Computational Methods for Reinforced Concrete Structures

“There are no exact answers. Just bad ones, good ones and better ones. Engineering is the
art of approximation.” Approximation is performed with models. We consider a reality of
interest, e.g., a concrete beam. In a first view, it has properties such as dimensions, color,
surface texture. From a view of structural analysis the latter ones are irrelevant. A more
detailed inspection reveals a lot of more properties: composition, weight, strength, stiffness,
temperatures, conductivities, capacities, and so on. From a structural point of view some
of them are essential. We combine those essential properties to form a conceptual model.
Whether a property is essential is obvious for some, but the valuation of others might be
doubtful. We have to choose. By choosing properties our model becomes approximate
compared to reality. Approximations are more or less accurate.
On one hand, we should reduce the number of properties of a model. Any reduction of
properties will make a model less accurate. Nevertheless, it might remain a good model. On
the other hand, an over-reduction of properties will make a model inaccurate and therefore
useless.
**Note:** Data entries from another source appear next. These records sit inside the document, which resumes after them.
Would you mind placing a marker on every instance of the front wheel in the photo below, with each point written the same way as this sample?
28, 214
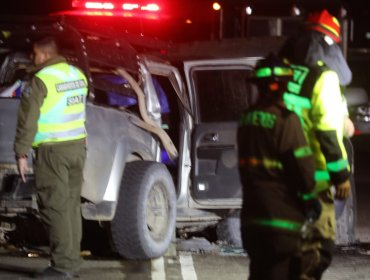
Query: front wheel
145, 218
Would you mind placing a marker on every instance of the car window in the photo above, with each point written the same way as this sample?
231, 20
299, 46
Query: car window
223, 94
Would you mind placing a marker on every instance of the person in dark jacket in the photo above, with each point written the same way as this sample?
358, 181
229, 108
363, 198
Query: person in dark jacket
277, 172
315, 95
51, 121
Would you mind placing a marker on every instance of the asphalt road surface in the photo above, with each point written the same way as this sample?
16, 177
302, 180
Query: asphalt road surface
350, 263
199, 259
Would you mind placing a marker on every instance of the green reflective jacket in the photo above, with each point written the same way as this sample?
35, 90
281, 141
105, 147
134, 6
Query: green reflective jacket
316, 97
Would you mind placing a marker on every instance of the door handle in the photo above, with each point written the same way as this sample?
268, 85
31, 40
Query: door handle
211, 137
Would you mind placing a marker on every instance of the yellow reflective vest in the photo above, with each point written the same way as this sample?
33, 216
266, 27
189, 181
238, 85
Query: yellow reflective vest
316, 97
62, 115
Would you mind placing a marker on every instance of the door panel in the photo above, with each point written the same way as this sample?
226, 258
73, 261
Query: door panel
220, 93
215, 170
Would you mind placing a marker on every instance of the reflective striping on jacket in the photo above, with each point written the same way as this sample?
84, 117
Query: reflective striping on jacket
277, 223
315, 97
337, 166
303, 152
62, 115
265, 162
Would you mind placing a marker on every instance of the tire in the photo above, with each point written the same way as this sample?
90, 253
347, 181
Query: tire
228, 230
145, 218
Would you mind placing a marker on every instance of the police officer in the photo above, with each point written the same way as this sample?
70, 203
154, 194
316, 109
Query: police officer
277, 172
315, 95
51, 120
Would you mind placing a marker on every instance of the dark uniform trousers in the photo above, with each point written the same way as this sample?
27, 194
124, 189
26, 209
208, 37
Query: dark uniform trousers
273, 256
58, 172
Maybe also properties are introduced which have no counterparts in the reality of
interest. Conceptual modeling is the art of choosing properties. As all other arts it cannot
be performed guided by strict rules.

A numerical model needs some completion as it has to be described by means of programming
to form a computational model. Finally, programs yield solutions through processing
by computers. The whole cycle is shown in Fig. 1.1. Sometimes it is appropriate to merge
the sophisticated sequence of models into the model.
A final solution provided after computer processing is approximate compared to the
exact solution of the underlying mathematical model. This is caused by discretization and
round-off errors. Let us assume that we can minimize this mathematical approximation
error in some sense and consider the final solution as a model solution. Nevertheless, the
relation between the model solution and the underlying reality of interest is basically an
issue. Both – model and reality of interest – share the same properties by definition or
conceptual modeling, respectively. Let us also assume that the real data of properties can
be objectively determined, e.g., by measurements.